Abstract

The advent of light detection and ranging (LiDAR) technology has enabled accurate height measurements of individual trees; however, deriving tree diameters at breast height (DBH) from heights has proven challenging. Three issues exist: (1) reference errors caused by false data entries, incorrect measurements in the field, or the spatial mismatch of a LiDAR-detected tree to a field-measured tree, (2) general DBH underestimations for ‘fully matured (FM)’ trees with a saturating DBH–height relationship and (3) heterogeneity over expansive and diverse forested landscapes with corresponding variability in the DBH–height relationship.

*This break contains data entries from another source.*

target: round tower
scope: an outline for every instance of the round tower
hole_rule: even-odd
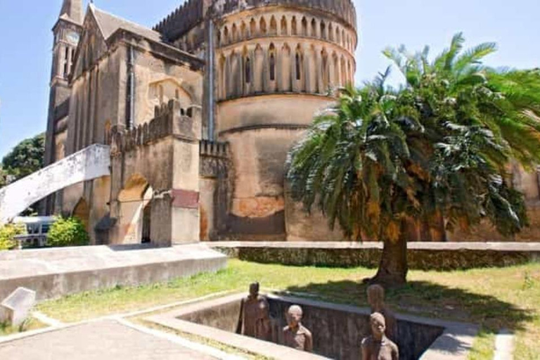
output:
[[[229,231],[284,240],[291,231],[287,153],[334,101],[333,89],[354,81],[356,11],[351,0],[229,0],[216,7],[214,135],[230,143],[233,157]]]

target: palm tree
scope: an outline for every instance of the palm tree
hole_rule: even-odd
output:
[[[290,153],[293,197],[318,206],[351,239],[378,239],[384,250],[372,282],[403,284],[406,240],[419,224],[467,229],[487,219],[513,234],[527,224],[510,160],[540,160],[538,72],[496,71],[482,59],[494,44],[462,51],[458,34],[432,62],[429,49],[385,54],[405,79],[385,86],[390,70],[361,89],[341,90]]]

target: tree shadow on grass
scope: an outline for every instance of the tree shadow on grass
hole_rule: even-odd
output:
[[[327,302],[367,307],[368,285],[351,281],[290,286],[292,293],[316,295]],[[390,290],[386,302],[396,313],[478,324],[487,332],[502,328],[516,331],[534,319],[534,311],[518,307],[494,296],[465,289],[449,288],[428,281],[410,281],[401,288]]]

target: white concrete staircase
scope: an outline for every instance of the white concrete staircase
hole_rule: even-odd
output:
[[[0,189],[0,225],[70,185],[110,174],[110,149],[95,144]]]

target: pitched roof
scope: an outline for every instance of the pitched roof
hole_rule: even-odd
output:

We addressed these three issues by developing the algorithm called LiDAR Individual Tree Imputed Diameter Algorithm (LITIDA). In LITIDA, the predictors include LiDAR-estimated tree height and plot-level climate, species composition, site index and competition stress. These predictors can be obtained without precise locations of measured trees; therefore, matching LiDAR-detected trees to field-measured trees is not necessary. For each individual LiDAR-detected tree, LITIDA is designed to select candidates from field-measured trees and adopt a weighted mean DBH to reduce the influence of outliers. Furthermore, larger DBHs are assigned to FM trees; therefore, DBH underestimation for FM trees can be mitigated. LITIDA is a non-parametric algorithm considering the biotic and abiotic variations that contribute to the complex DBH–height relationship; therefore, LITIDA can be applied over large and complex landscapes. The effectiveness of LITIDA was demonstrated on the Tahoe National Forest where 15 329 trees from 27 species over a 3526 km² area were measured in 544 plots. The DBH of more than 77 million trees were estimated. The 10-fold cross-validation resulted in root-mean-square error (RMSE), mean absolute error (MAE), and bias of 9.785 cm, 7.3 cm and −1.121 cm, with the relative error being 21.5 per cent, 16.1 per cent and −2.5 per cent, respectively. However, the actual accuracy for this demonstrative study was most likely higher because of reference data errors found in 30 of the 39 outliers in the reference tree database. We conclude that LITIDA is a cost-effective non-parametric imputation approach that can estimate LiDAR-detected tree diameters effectively over a large heterogeneous area.